Wednesday, 21 January 2015

Drag rakes and tolls


After the coldest night of the winter so far we realised we wouldn’t be cruising anywhere on Tuesday because of the ice.   When I took Buddy for his quick run before breakfast, three C&RT guys were working on the lock down from where we were moored.  This is one of them showing off his drag rake.

 
When I say quick run for Buddy in the morning it really is that.  When he has done what he has to do he turns round and bolts for the boat as he wants to show me how hungry he is.

Looking at the local forecast for the next few days it seems we may be in luck and the ice should start to melt on Tuesday evening.  If it turns out to be correct then we will have a short cruise on Wednesday.  As we have to retrace our steps for about 20 miles that we covered ‘on a mission’ when coming up to Nottingham we want to stop off and look at some of the sights we missed on the way up.
We planned out a circular walk for Tuesdaywith only about ¼ mile on the road.  
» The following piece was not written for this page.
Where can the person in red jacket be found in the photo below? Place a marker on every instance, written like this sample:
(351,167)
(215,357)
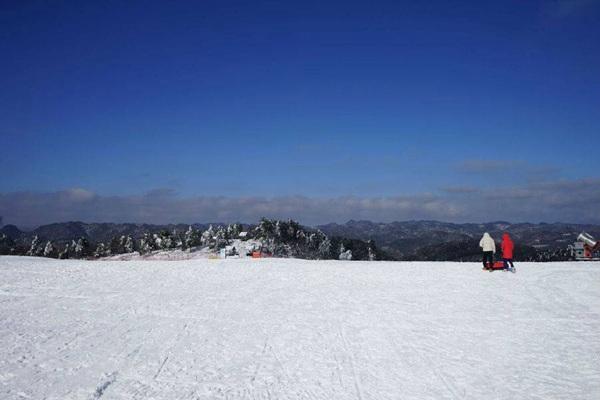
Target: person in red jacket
(507,251)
The road part was into Shardlow and we passed the road sign reminding us that it was a famous inland port in the eighteenth century.

Cavendish bridge takes you across the Trent and into Shardlow.  This bridge was built in 1960 to replace the previous one which was built in 1762 and was washed away in 1947.  The stone inscriptions of the toll charges were saved and are preserved at the side of the road.

Shardlow marina sits at the limit of navigation up the Trent.  It also has a large park home park and residential caravans.  Coupled with the many liveaboards on the boats it must make the marina bar a very popular place.

Apparently this is an old salt warehouse but is now a residential property.


After our delicious lunch with baked potatoes I did some more log cutting and Karen completed sewing the placemats she has been making.
We made really good use of the stove for cooking today: baked potatoes for lunch and gratin dauphinoise to accompany dinner.